Drawing from his remarkable journey from addiction and incarceration to earning his doctorate, Dr. D shares the practical habits and mindset shifts that have helped him develop genuine resilience. His morning routine—waking at the same time daily, taking a short walk before even showering, and making his bed—creates a foundation that supports him through life's inevitable challenges. "I stopped chasing happiness a long time ago," he reveals, explaining how accepting life's natural ebbs and flows allows him to find contentment even in ordinary days.
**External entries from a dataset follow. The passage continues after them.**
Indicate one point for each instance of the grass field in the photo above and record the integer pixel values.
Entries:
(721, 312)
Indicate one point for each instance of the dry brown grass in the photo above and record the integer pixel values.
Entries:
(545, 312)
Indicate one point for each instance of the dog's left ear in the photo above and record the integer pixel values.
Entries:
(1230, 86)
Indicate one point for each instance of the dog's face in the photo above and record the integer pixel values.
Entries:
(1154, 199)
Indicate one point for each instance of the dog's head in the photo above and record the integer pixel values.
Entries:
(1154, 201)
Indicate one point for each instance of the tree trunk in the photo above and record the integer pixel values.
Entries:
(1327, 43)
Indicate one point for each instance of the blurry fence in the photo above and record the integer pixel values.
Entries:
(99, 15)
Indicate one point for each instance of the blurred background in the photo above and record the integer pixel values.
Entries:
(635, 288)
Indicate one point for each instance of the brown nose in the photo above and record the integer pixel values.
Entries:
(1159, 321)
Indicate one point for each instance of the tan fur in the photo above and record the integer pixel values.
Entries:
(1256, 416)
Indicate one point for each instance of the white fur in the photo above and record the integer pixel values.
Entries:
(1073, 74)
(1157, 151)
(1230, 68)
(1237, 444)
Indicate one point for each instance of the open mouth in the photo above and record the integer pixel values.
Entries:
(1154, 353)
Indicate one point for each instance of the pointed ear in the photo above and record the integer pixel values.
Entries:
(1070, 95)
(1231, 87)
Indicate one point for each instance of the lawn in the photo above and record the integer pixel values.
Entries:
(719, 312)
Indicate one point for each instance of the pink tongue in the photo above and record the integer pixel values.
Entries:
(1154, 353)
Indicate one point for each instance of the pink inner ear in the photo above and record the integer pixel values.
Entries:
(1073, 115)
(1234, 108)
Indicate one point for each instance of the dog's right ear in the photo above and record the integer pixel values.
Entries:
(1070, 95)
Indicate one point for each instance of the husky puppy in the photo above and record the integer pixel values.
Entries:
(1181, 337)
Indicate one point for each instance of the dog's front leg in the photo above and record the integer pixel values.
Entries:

The heart of mental toughness, Dr. D argues, lies in concrete practices: consistent sleep cycles, physical movement, proper nutrition, and addressing problems directly rather than avoiding them. He emphasizes the strength found in vulnerability, advocating for therapy, journaling, and maintaining a trusted circle of confidants. Most powerfully, he distinguishes between temporarily pausing and permanently quitting, sharing how he "quit" his dissertation multiple times but never permanently surrendered. This nuanced perspective on perseverance acknowledges human limitations while still embracing the power of determination. Whether you're facing everyday stressors or significant life challenges, this episode offers practical wisdom for building the mental toughness to walk through difficult times and emerge stronger on the other side. Subscribe now and discover the resilience that already lives within you.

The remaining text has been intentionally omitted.